だからこそ、建前の先に隠された本音を知る必要があったのだ。武家の者達が、美辞麗句で塗り固めた防壁の向こうにある、本心を。
「……そ、れは」
「まぁ、言えんだろうな。実家の両親にも話してねぇことを、赤の他人に言えたら苦労はねぇ。……まして、家来の坊主が理由とあっちゃあな」
「……!?」
だが。その美辞麗句で固められた環境で純粋培養されてきた彼女に、それを求めるのは難しいということは容易に予想されていた。
だから、自分から殻を破らせるよりも容易く、本性を解きほぐすため。ケンタは自分の口から、彼女の「御題目」を剥がすことを選んだのである。
「この帝国で、初めて徴兵制度が施行された半年前。第一期生の一人だった『竜造寺カケル』はお前の家来であり、幼馴染だった」
「ど、どうしてそれを……!?」
「そいつの仇を討つために、お前はパイロットを目指してここに来た……だろ。わざわざお前の実家と親しい上級武家のお偉方から聞き出したんだ、苦労したぜ」
「……!」
ケンタが身辺調査の中で見つけた、マイが戦う本当の理由。その全てが見抜かれていたことを悟り、彼女は唇を噛み彼を睨む。
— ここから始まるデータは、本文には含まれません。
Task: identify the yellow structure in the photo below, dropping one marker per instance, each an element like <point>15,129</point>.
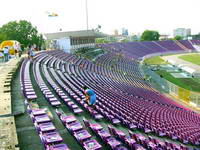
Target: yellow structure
<point>11,44</point>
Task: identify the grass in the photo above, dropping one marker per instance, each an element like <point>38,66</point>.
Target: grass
<point>27,136</point>
<point>156,60</point>
<point>192,84</point>
<point>193,58</point>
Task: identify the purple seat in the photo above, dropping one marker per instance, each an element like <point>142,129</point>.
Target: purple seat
<point>91,145</point>
<point>51,137</point>
<point>46,127</point>
<point>74,126</point>
<point>37,112</point>
<point>42,119</point>
<point>112,142</point>
<point>58,147</point>
<point>103,134</point>
<point>82,135</point>
<point>67,119</point>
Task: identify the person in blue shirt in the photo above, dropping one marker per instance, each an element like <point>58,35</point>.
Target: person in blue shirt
<point>90,95</point>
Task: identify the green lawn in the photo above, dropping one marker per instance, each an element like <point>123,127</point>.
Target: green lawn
<point>193,58</point>
<point>156,60</point>
<point>186,83</point>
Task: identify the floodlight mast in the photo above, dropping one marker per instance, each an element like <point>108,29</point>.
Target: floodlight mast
<point>86,6</point>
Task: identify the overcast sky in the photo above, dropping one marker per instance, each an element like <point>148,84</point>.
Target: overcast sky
<point>135,15</point>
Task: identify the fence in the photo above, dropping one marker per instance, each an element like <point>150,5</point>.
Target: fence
<point>164,86</point>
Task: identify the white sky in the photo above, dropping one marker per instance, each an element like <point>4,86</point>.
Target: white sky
<point>135,15</point>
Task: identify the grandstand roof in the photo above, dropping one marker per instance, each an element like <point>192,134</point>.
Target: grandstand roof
<point>81,33</point>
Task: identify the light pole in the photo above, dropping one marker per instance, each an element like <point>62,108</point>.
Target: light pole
<point>86,14</point>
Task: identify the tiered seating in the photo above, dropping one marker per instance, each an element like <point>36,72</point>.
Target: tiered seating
<point>139,49</point>
<point>130,101</point>
<point>50,138</point>
<point>26,85</point>
<point>187,44</point>
<point>195,42</point>
<point>169,45</point>
<point>78,132</point>
<point>43,87</point>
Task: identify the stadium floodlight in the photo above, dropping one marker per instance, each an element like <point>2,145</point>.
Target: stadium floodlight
<point>86,7</point>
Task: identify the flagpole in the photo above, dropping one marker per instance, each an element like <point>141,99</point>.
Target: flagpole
<point>86,6</point>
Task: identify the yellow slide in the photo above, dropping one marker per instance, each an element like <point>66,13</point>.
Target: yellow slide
<point>11,44</point>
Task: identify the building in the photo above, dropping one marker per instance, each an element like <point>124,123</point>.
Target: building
<point>72,40</point>
<point>182,32</point>
<point>124,32</point>
<point>116,32</point>
<point>164,37</point>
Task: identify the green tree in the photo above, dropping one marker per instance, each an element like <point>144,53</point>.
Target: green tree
<point>3,37</point>
<point>149,35</point>
<point>178,37</point>
<point>22,31</point>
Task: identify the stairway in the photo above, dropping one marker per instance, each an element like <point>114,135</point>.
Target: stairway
<point>180,45</point>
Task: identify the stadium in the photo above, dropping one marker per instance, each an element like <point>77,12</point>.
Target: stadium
<point>139,105</point>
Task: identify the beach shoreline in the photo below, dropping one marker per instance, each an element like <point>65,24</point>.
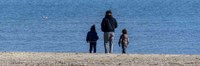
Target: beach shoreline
<point>99,59</point>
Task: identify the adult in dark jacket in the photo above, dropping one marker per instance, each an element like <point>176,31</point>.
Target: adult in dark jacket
<point>108,26</point>
<point>92,38</point>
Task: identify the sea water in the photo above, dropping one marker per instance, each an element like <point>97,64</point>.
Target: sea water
<point>154,26</point>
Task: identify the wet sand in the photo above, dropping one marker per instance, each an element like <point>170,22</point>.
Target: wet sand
<point>86,59</point>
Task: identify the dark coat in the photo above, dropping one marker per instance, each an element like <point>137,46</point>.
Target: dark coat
<point>108,24</point>
<point>92,36</point>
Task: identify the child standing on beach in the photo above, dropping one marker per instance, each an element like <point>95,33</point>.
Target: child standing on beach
<point>92,38</point>
<point>124,40</point>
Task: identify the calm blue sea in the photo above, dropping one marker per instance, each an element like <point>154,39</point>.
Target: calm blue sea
<point>154,26</point>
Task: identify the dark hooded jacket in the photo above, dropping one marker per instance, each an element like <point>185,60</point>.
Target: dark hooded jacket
<point>108,24</point>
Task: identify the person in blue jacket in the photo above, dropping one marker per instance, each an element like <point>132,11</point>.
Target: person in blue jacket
<point>108,26</point>
<point>92,38</point>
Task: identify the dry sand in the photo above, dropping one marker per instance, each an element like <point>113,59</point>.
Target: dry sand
<point>86,59</point>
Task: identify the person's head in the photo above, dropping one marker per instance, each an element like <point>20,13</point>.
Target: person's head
<point>93,28</point>
<point>108,14</point>
<point>124,31</point>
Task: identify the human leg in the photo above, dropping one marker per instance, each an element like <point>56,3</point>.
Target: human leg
<point>106,41</point>
<point>90,50</point>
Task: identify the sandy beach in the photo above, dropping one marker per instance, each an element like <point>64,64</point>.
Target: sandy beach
<point>86,59</point>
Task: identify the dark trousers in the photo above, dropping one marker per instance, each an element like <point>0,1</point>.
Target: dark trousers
<point>123,49</point>
<point>93,47</point>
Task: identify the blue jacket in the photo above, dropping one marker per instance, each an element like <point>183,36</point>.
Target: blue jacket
<point>92,36</point>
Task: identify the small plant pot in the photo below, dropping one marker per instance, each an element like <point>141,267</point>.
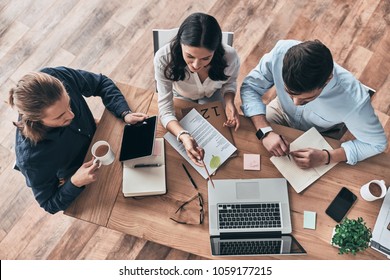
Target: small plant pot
<point>351,236</point>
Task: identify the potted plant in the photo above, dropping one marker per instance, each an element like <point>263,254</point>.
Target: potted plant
<point>351,236</point>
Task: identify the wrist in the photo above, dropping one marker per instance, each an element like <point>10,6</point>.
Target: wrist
<point>124,114</point>
<point>263,132</point>
<point>180,134</point>
<point>327,156</point>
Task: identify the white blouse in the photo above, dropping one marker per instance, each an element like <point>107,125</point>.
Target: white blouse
<point>191,87</point>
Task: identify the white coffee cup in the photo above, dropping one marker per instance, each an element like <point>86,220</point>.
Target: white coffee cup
<point>103,153</point>
<point>373,190</point>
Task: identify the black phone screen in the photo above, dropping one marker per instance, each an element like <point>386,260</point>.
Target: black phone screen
<point>341,204</point>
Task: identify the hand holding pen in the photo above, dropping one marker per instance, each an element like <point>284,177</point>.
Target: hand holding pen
<point>287,147</point>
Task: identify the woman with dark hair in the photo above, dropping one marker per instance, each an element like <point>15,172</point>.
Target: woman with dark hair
<point>198,67</point>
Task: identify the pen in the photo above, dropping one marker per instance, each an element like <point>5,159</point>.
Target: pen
<point>189,176</point>
<point>288,155</point>
<point>208,174</point>
<point>147,165</point>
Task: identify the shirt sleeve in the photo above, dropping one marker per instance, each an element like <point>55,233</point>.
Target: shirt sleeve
<point>370,140</point>
<point>232,71</point>
<point>258,81</point>
<point>91,84</point>
<point>164,89</point>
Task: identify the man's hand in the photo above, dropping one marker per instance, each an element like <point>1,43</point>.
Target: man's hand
<point>307,158</point>
<point>133,118</point>
<point>275,145</point>
<point>86,174</point>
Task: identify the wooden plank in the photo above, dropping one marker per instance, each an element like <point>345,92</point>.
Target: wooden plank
<point>73,241</point>
<point>100,244</point>
<point>128,247</point>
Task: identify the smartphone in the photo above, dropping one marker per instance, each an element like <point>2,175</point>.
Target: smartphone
<point>341,204</point>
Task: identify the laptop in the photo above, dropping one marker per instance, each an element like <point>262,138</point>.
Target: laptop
<point>381,234</point>
<point>251,217</point>
<point>138,139</point>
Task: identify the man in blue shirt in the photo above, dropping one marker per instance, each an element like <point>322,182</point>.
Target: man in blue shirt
<point>311,90</point>
<point>55,129</point>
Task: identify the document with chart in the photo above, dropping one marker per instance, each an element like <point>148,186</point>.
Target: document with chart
<point>299,178</point>
<point>216,147</point>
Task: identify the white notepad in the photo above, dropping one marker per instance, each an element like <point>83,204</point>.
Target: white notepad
<point>299,178</point>
<point>144,181</point>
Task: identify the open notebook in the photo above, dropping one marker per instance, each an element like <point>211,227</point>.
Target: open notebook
<point>299,178</point>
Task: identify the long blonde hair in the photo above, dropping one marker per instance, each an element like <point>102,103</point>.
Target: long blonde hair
<point>33,94</point>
だがケンタ自身も、このような眼で見られることになるのは想定内だった。そうでもしなくては、彼女の本心には辿り着けないからだ。
――女としての自分を捨ててまで、武家の姫君が戦場の空に向かう理由には。
◇
帝国内に僅かに存在する上級武家。一握りの大貴族とも云うべき、その天上人の中でも特に強い権勢を持つ辻霧家は、常に他の勢力を圧倒する権威を誇っていた。